Brett D. Owens, MD; Christopher Nacca, MD; Andrew P. Harris, MD; Ross J. Feller, MD


J Am Acad Orthop Surg. 2018;26(1):e1-e10. 

In This Article

Shoulder Girdle Injuries

Shoulder girdle injuries are among the most common snow-sport injuries and more frequently occur in snowboarders than in skiers. Kim et al[1] investigated snowboarding and skiing injuries that occurred at a resort in Vermont from 1988 through 2006 and found that shoulder injuries and clavicle fractures in adult snowboarders accounted for 11.7% and 4% of all reported injuries, respectively. The number of snowboarding-related clavicle fracture rates has increased greatly since the emergence of terrain parks. The prevalence of these injuries appears to be increasing as a result of the popularity of performing aerial stunts. Kim et al[1] reported that 43.8% of clavicle fractures were sustained while snowboarding in terrain parks, 33.7% were associated with jumping activities, and 92.6% resulted from impact with the snow's surface.

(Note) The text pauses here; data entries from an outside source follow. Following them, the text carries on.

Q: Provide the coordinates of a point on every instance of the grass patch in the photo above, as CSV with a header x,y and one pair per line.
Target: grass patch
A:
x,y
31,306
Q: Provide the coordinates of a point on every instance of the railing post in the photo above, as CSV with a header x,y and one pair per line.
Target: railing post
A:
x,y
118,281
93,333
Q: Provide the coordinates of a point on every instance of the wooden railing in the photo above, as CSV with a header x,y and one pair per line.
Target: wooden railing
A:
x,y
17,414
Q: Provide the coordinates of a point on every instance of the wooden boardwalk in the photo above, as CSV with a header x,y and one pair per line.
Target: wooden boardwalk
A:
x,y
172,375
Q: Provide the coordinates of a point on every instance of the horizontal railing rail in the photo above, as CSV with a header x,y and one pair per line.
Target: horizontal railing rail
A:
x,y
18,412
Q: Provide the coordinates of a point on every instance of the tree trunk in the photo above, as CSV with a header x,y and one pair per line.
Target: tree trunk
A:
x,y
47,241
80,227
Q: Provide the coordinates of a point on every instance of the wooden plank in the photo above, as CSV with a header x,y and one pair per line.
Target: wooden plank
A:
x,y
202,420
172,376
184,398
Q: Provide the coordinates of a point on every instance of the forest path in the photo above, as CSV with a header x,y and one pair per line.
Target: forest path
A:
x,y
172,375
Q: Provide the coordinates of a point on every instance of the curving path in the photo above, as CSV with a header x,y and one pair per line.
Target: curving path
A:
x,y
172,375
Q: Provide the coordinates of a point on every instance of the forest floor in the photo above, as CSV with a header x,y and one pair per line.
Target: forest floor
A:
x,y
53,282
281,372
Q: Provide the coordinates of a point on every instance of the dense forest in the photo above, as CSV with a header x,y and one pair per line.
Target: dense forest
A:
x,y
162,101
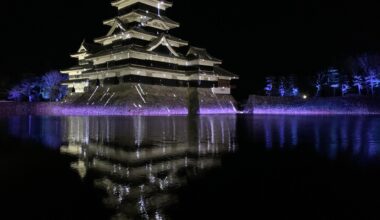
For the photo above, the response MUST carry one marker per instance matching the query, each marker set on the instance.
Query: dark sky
(256, 39)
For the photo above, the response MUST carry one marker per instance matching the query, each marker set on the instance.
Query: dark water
(211, 167)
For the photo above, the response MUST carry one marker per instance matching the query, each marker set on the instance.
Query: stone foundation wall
(131, 99)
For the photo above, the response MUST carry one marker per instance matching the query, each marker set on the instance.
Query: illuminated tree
(345, 85)
(333, 79)
(319, 81)
(15, 94)
(269, 86)
(358, 82)
(282, 87)
(370, 65)
(48, 86)
(51, 86)
(293, 90)
(372, 80)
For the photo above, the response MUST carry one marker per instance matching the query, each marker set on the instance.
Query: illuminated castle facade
(138, 49)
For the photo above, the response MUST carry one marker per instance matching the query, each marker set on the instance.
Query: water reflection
(330, 136)
(141, 161)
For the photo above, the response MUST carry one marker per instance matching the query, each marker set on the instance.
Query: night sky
(262, 38)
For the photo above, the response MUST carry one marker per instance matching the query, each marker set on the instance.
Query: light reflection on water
(356, 136)
(140, 162)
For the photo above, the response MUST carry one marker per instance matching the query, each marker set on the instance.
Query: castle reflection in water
(141, 161)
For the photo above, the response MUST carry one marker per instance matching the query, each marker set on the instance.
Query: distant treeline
(37, 89)
(359, 76)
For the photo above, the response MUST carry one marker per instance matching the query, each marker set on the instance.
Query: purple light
(308, 111)
(66, 110)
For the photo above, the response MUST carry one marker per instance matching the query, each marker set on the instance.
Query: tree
(282, 86)
(333, 79)
(370, 65)
(269, 86)
(49, 87)
(319, 81)
(345, 85)
(372, 80)
(15, 94)
(293, 90)
(51, 84)
(358, 82)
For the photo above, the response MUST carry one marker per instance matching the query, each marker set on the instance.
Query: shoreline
(256, 105)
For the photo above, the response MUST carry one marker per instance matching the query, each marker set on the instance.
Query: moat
(182, 167)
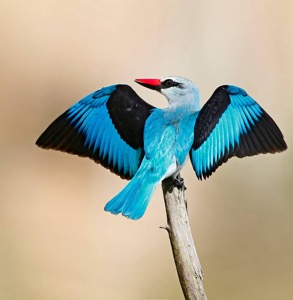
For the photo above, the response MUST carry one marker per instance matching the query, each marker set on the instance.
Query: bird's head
(177, 90)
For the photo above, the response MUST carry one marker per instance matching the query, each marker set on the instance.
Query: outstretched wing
(106, 126)
(230, 124)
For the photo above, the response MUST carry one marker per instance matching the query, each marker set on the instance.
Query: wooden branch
(185, 256)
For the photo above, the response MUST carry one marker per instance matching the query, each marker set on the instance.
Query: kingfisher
(119, 130)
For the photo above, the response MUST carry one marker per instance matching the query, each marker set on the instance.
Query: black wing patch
(106, 126)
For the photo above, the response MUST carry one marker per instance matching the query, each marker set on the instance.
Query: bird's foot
(177, 182)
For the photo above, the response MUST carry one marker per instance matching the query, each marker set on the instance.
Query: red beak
(154, 84)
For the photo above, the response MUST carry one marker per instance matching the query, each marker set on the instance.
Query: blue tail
(133, 200)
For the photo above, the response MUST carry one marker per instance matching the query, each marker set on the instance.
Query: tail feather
(133, 200)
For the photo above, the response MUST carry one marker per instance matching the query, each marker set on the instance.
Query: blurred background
(56, 241)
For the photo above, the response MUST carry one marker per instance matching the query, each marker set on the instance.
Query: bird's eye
(168, 83)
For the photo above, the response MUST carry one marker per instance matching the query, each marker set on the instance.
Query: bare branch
(185, 256)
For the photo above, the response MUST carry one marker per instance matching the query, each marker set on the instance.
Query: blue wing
(106, 126)
(231, 124)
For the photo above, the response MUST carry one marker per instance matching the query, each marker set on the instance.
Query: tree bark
(185, 256)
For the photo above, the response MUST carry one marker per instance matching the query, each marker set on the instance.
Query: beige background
(56, 242)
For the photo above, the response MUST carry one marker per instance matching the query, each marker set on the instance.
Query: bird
(116, 128)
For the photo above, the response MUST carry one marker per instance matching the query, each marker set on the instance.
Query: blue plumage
(137, 141)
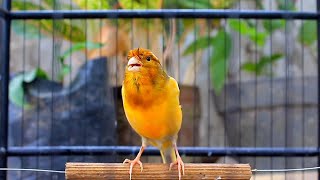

In a study of shoulder injuries associated with skiing and snowboarding, McCall and Safran[20] reported that shoulder injuries account for 4% to 11% of alpine skiing injuries, with rotator cuff strains being the most common shoulder injury. Shoulder injuries associated with skiing are the result of four mechanisms: direct impact, axial load on an extended arm, resisted forced abduction of the arm, and external rotation forces resulting from a firmly planted ski pole in the grasp of a skier during a fall.

Ogawa et al[21] retrospectively reviewed glenohumeral dislocations in snowboarders and skiers treated at a Japanese hospital over a 5-year period. In skiers, glenohumeral dislocations accounted for 5.5% of all injuries. Of all sites of dislocation, the glenohumeral joint was the most common at 49.3%, followed by the elbow at 23.4% and the acromioclavicular joint at 17.9%. The prevalence of fracture-dislocations was higher in skiers than in snowboarders (33.9% and 12.4%, respectively). One common mechanism is secondary engagement of the leading toe-side edge of the snowboard, resulting in a fall forward. A high incidence of recurrent dislocations has been documented in younger patients (especially those aged <25 years) with a prior dislocation.

As in the general population, rotator cuff pathology is of primary concern in skiers and snowboarders aged >40 years with a prior dislocation.[20] Pevny et al[22] found that the incidence of concomitant rotator cuff tear was 35% after first-time dislocations in patients aged >40 years; therefore, radiologic assessment with MRI should be considered in these patients.